Within the Durham Public Schools Student Code of Conduct, several policies require the same punishment for minor offenses as for significantly more violent acts. For example, clothing violations or making gestures that could be construed as a “gang sign” are a Level 3 offense, the same level as threatening an act of terror. While curbing the threat of gang violence is important , these policies overreach and have unintended consequences. A student should not be thrown out of school for wearing the wrong color clothing. Removing these outdated policies would help create a rational conduct policy based on reason and compassion.
DPS has taken recent steps to address the issue. The recently opened Lakeview School provides students who are given long-term suspensions an opportunity to remain in an educational environment, and a similar program called the Second Chance Academy does the same for short-term suspensions. Both of these programs have been successful and applauded.
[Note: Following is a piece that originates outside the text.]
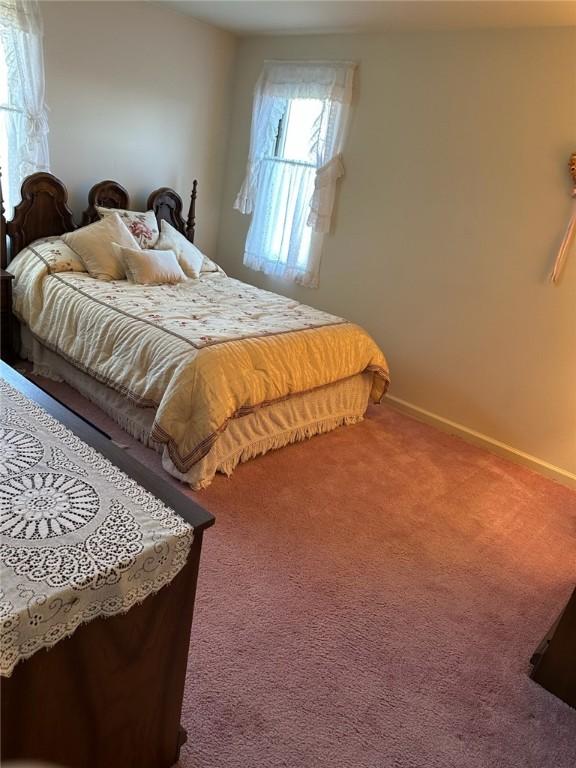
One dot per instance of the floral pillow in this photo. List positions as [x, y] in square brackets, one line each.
[58, 256]
[143, 226]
The issue is now one of capacity. With state funds repeatedly slashed, teachers and administrators are hard pressed to provide a quality education for students who are doing well, let alone providing highly-specialized programs for students who have been suspended. Without enough resources to do what works, no amount of planning or great ideas will solve the problem.
Regrettably, our state government has been taking resources from our public schools and exacerbating the suspensions and expulsion problem. Our teachers have been put in the incredibly difficult position of having to both care for individual student needs while still maintaining order in overcrowded, underfunded classrooms.
This spring, the North Carolina General Assembly will debate the state budget for 2015-16, and education will be a hotly debated topic. It will take a movement of committed parents and activists demanding increased funding for public schools to secure the necessary resources to expand these programs that we know work.
Action NC is working to help parents become better advocates at demanding school policy changes, and increased state funding to make those changes effective. We urge parents to attend our upcoming trainings, and everyone to build a strong school reform movement that ensures the safe and fair learning environment every North Carolina child deserves.
Gloria De Los Santos is Durham director for Action NC.